Wallace: Human language still poses a huge challenge for AI. Machines can encode and compute a lot of vocabulary and grammar rules, but they do not actually understand it. What do you think is the next frontier for AI and language, and how do you think it might impact tools like yours?
Müntel: Artificial intelligence has made voice recognition and automatic translation much, much better. If you listen to some radio recordings, and then try to write it down, the automatic solutions are pretty close to the human ability, if not better. It’s very good to add those things into language learning software. But what is a little bit further away is having an actual conversation with the computer, because this means it has to have some level of understanding. You need conversation to learn a language properly, but currently it’s easier to do that by making people work in pairs, like Busuu does.
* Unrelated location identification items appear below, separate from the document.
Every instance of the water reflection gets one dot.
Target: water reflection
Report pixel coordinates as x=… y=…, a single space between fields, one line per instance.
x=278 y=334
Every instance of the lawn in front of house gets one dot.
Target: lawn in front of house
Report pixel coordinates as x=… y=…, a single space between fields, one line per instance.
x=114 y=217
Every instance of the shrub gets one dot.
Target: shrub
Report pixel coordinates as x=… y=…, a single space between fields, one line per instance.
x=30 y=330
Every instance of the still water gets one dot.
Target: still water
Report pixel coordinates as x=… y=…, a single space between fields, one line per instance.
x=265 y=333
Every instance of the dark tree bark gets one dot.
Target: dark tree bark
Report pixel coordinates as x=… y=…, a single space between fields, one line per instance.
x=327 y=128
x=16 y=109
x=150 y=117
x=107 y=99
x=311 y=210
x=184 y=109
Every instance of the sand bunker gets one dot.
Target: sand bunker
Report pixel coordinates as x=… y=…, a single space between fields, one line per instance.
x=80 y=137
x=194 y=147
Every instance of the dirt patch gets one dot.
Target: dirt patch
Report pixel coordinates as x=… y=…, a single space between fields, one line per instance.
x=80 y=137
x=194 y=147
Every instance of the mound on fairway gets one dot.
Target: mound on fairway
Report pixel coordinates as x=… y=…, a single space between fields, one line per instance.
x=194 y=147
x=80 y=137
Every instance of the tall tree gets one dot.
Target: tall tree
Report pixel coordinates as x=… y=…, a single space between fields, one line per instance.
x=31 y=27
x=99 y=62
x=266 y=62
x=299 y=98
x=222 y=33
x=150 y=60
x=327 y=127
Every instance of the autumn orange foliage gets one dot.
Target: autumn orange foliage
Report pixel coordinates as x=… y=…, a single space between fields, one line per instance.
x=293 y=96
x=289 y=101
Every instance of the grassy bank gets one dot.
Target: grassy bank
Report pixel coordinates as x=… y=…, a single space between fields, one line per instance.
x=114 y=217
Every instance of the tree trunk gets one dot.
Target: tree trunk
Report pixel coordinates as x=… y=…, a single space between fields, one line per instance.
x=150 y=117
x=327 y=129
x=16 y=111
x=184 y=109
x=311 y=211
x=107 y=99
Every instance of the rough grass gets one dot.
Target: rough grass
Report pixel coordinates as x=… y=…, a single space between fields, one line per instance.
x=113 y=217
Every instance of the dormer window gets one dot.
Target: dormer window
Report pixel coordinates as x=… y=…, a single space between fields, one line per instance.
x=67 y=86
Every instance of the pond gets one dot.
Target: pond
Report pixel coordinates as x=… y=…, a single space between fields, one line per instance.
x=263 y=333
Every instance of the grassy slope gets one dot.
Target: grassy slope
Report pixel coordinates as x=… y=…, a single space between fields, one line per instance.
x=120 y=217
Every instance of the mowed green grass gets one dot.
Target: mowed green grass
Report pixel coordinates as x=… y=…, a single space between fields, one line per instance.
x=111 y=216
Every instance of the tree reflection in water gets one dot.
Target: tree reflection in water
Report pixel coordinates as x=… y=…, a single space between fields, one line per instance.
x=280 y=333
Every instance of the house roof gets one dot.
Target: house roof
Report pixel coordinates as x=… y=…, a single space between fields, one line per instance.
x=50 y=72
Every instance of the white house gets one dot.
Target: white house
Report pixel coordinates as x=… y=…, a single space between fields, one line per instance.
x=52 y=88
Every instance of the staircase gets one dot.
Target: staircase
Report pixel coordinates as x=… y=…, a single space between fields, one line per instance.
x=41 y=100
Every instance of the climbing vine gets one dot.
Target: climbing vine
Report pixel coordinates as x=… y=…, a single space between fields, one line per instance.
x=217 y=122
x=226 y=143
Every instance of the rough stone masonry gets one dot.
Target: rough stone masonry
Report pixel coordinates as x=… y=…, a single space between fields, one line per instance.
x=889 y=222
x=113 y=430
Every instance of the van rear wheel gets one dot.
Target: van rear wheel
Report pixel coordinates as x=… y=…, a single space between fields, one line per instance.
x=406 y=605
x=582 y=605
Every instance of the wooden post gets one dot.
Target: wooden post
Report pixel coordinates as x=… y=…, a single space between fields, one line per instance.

Wallace: What can the data generated by customers using Lingvist tell you about how people learn languages? Have you found anything that might be valuable for pedagogical research?
Müntel: We have found some pretty interesting things. We do not have time to publish scientific articles yet, but maybe in a few years when we’ve collected enough data, we will. Right now we are planning to give some data to universities, to do some research.
For example, we can predict what a person knows pretty well. If your answers indicate you know some 50 words, then we are able to predict thousands of other words you might know. We can do it quite accurately, because we have a lot of data about other users, so we can draw conclusions from other similar users.
The accuracy of that kind of prediction is about 90 to 95 percent. So if you start using language learning software, this method allows you to map your knowledge quite quickly and start teaching you things that actually matter to you, you don’t have to start at the beginning. It doesn’t have to be language: that’s what we’re working with right now now, but in principle it could work with anything.